親には通常、不倫・浮気の問題について法的責任はなく、慰謝料を請求できる根拠はありません。もし親に対して請求すれば、それ自体が不法行為や犯罪になる可能性もあるため、十分な注意が必要です。
1.親には慰謝料を請求できない
不貞をした者は不法行為による損害賠償責任を負っていますが、この責任は言うまでもなく不貞をした本人自身が単独で負うものであり、親などの親族は無関係です。
2.親に慰謝料を請求することのリスク
法的責任を負っていない親に対して敢えて慰謝料請求をした場合、以下のようなリスクがあります。このため、通常は親への請求は避けるべきです。
- プライバシー侵害により、不貞相手から慰謝料その他の損害賠償を請求される
- 不当請求として、親から慰謝料その他の損害賠償を請求される
- 請求の仕方によっては恐喝罪(刑法249条)などの罪に問われる
3.例外的に親に慰謝料を請求できるケース
(1)親が連帯保証人となった場合
慰謝料の支払について、不貞相手の親が任意に連帯保証人になった場合には、法的責任を負うので不貞相手の親に対し保証した金額について請求することができます。

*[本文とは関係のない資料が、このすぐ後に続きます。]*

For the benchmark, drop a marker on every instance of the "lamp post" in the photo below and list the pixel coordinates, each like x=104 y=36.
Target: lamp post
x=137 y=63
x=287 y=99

親を連帯保証人にすることを請求する権利はなく、強要はできません。もっとも、不貞相手との交渉において、合意の条件として、不貞相手の親を保証人につけることを要望することは問題ありません。
(2)親が共同不法行為者となる場合
通常は考えにくいですが、不貞相手の親が不貞行為を積極的に助長していた事情がある場合、親も共同不法行為者として慰謝料責任を負う可能性があります。もっとも、家に入るのを許容していた、黙認していた等では共同不法行為者とまでは認められないと思われます。